Сколько раз мне задавали этот вопрос! Кто я – блогер или журналист? Графоман или фанатичный пользователь соцсетей? Кому какое дело до того, что я сейчас делаю? Быть может, я пишу гениальный роман, а может, реферат для доклада на кружке? Может, это диссертация, а может, заметка о том, как хорошо здесь кормят и поят?

Я посмотрел на его тонкую бородку, серые глаза, в которых сквозила заинтересованность, неясно, то ли мной лично, то ли моим делом. Пришлось, проглотив резкие слова и ввязываясь в диалог, ответить:

- Нет, я просто пишу… Пишу свои мысли, публикую их потом в Интернете для развлечения себя и читателей.

- И что, многим интересно?.. Мне порекомендовали вас, как беспристрастного критика, понимающего в современной литературе…

- Кто, позвольте узнать?

- Станислав Журбин, поэт. Помните такого? Он приходил сюда читать свои стихи, вы с ним общались. Он считает, что вы можете оценить мои отрывки и дать рекомендации… Может, всё-таки ознакомитесь? – ему принесли кофе, и он, пригубив, наконец, представился: Меня зовут Роман. Вот, например, эти листки. Что скажете?

Что мне следовало делать? В негодовании отбросить распечатки и гневно приказать ему удалиться? Начать уверять его, что я некомпетентен и в современной литературе разбираюсь не больше, чем в астрономии? Деликатно попросить уйти и не докучать своим обществом?

«Не будет большой беды, если я прочту», – пронеслось в моей голове. В конце концов он просит совет, а не чёткие инструкции. Кроме того, меня начало разбирать любопытство: неужели эти отрывки настолько разрозненны, что автор не может сконструировать из них хотя бы рассказ? Я уступил его напору и взял бумаги.

***

«Вечер – чёрные сумерки. Дождь бьёт ударами хлыста, требуя пустить его внутрь. Тело вздрагивает от мокрых прикосновений. Деревья обступают дорогу, как стражники. Пугающие изгибы ветвей колышутся от порывов ветра, тени на мокром асфальте тонки и причудливы. Мозаика и авангард смешиваются в игре ветра, растений и дождя.

Воздух водянистой массой заползает в рот и нос. Дыхание прерывисто и сбивчиво. Свет фонарей разрезает пространство мелких капель, луч дёргается и дрожит.

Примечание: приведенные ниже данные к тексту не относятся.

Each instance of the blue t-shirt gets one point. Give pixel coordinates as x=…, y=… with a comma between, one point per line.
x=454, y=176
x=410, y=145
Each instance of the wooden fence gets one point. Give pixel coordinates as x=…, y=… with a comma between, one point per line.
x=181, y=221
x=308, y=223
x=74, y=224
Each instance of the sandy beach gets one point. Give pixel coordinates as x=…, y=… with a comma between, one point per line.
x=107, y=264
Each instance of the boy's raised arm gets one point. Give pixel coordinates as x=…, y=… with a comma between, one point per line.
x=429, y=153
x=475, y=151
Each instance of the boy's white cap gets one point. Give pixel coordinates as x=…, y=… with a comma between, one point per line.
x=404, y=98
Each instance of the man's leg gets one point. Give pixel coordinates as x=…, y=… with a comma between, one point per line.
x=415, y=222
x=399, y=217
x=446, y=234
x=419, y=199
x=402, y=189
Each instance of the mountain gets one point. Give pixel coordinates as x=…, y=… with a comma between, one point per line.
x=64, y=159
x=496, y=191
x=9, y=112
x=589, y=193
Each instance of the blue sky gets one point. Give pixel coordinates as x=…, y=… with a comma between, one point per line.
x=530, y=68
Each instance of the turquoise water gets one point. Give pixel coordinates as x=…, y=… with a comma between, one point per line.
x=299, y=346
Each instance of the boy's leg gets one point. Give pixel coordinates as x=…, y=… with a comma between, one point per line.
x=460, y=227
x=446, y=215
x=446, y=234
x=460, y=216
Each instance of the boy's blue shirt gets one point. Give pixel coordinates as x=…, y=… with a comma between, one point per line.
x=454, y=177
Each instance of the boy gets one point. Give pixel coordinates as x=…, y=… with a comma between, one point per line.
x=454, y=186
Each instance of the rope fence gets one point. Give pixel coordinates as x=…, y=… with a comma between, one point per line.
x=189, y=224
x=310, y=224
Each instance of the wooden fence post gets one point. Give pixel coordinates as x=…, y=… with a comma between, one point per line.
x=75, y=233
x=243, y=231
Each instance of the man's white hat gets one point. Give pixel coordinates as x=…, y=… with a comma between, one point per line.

Редкие люди изогнутыми силуэтами выскальзывают из белых кругов, чтобы исчезнуть навсегда. Когда ещё их увидишь? Они – секунда твоей жизни, бегущей кошкой проносящейся мимо. Ведь сама жизнь, словно дикий зверь, неугомонна: бросается на человека, сшибает с ног, втаптывая в грязь. Ловка и увёртлива, изящна и изворотлива. Каждый миг её – как песчинка в песочных часах: видишь, что сыплется, видишь, что ещё много, но и не заметишь, как последняя переместится в нижнюю ёмкость.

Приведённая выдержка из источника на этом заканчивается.